Отец говорит: я гляжу на тебя и хуею.
Ты как будто всю жизнь провёл за нюханьем клея.
Даже сатирики из телевизора тебя умнее.
Доносится с улицы запах ганджа и резкий риддим:
папа, я очень умный, но это никто не видит.
* * *
Короткой тёплой ночью
во тьме поёт земля,
а я – упрямый зодчий,
я строю жизнь с нуля.
Меня шатает ветер –
к паденью я готов.
Меня боятся дети,
а я боюсь ментов.
Но в этом ветхом Риме,
где правит бал враньё,
взовьётся к небу в дыме
строительство моё.
* * *
Мы – жители раскопанных равнин,
бетонных обитатели бараков.
Мы любим из окна глазеть на драки
и запивать кефиром аспирин.
По вечерам, хлебая постный чай,
уткнувшись взглядом в пыльный телевизор,
мы вспоминаем все свои капризы
и в голове мелодии звучат.
Жара и дождь, «сегодня» и «вчера».
Окончен день, и мы давно уснули,
а в глубине промокшего двора
стоит эпоха в чутком карауле.
Верлибр
Одинокие будни ненужного человека:
желтолистый ковёр на асфальте изрядно натоптан,
провайдер поднял тарифы, закончилась травка.
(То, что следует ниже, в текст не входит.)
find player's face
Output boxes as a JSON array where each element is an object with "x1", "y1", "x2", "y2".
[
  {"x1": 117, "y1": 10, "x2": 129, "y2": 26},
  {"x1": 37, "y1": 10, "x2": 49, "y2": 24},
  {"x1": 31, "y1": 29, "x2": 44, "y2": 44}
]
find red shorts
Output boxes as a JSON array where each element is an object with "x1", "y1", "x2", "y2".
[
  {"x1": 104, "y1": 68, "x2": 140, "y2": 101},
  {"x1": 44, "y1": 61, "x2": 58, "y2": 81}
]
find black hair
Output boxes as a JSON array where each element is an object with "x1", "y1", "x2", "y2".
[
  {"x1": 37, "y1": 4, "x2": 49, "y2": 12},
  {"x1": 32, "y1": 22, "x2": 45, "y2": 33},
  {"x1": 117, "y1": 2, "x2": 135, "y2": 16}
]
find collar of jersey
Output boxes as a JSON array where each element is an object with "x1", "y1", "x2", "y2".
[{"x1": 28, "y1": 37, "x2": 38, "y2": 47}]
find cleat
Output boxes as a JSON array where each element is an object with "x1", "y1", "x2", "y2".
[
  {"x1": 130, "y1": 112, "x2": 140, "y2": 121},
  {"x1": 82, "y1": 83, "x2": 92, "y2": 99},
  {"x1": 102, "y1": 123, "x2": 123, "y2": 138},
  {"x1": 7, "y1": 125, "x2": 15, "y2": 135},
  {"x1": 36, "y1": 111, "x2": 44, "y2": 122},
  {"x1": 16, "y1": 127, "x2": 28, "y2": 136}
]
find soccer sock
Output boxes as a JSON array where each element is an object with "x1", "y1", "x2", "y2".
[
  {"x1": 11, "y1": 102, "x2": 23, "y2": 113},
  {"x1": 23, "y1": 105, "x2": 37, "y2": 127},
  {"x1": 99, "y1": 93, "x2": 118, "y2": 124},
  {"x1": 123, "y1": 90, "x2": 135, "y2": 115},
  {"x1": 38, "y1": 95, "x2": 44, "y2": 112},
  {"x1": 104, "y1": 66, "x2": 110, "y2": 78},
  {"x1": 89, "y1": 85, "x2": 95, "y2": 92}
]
Чтобы здесь выжить, нужно быть ироничным –
серый сибирский сентябрь кликуш не любит.
* * *
Не торопись ругать мирскую суету, –
бывают и на нашем солнце пятна.
Когда глядишь в себя и видишь пустоту,
то многое становится понятно.
Вот рай из кирпичей, из проводов и клемм,
безумия извечная квартира.
Гляди, гляди в себя, расслабленный голем,
холодный манекен в витрине мира.
Пятнадцать глупых лет ты мнил себя вождём,
но кто-то злой смешал тебе все карты,
и ты под проливным неласковым дождем
бредёшь домой без прежнего азарта.
И сотни серых луж, и толпы мёртвых душ,
в тарелке суп, на сковородке гренки.
Гляди, гляди в себя…но там такая чушь,
что лучше бы тебе глядеть на стенку.
* * *
О, Господи, нет дыма без огня,
и если ты меня сюда забросил,
то, значит, не должно пройти и дня
без строчек про растрёпанную осень.
О, Господи, все градусники лгут,
вся правда – в тополях и белых стенах.
Спускайся вниз, верши свой страшный суд.
(да, да, я знаю сам, что неврастеник)
О, Господи, спаси, помилуй тех,
кому существовать совсем не просто
в бескрайней абсолютной пустоте
эпохи пиздецов и холокостов.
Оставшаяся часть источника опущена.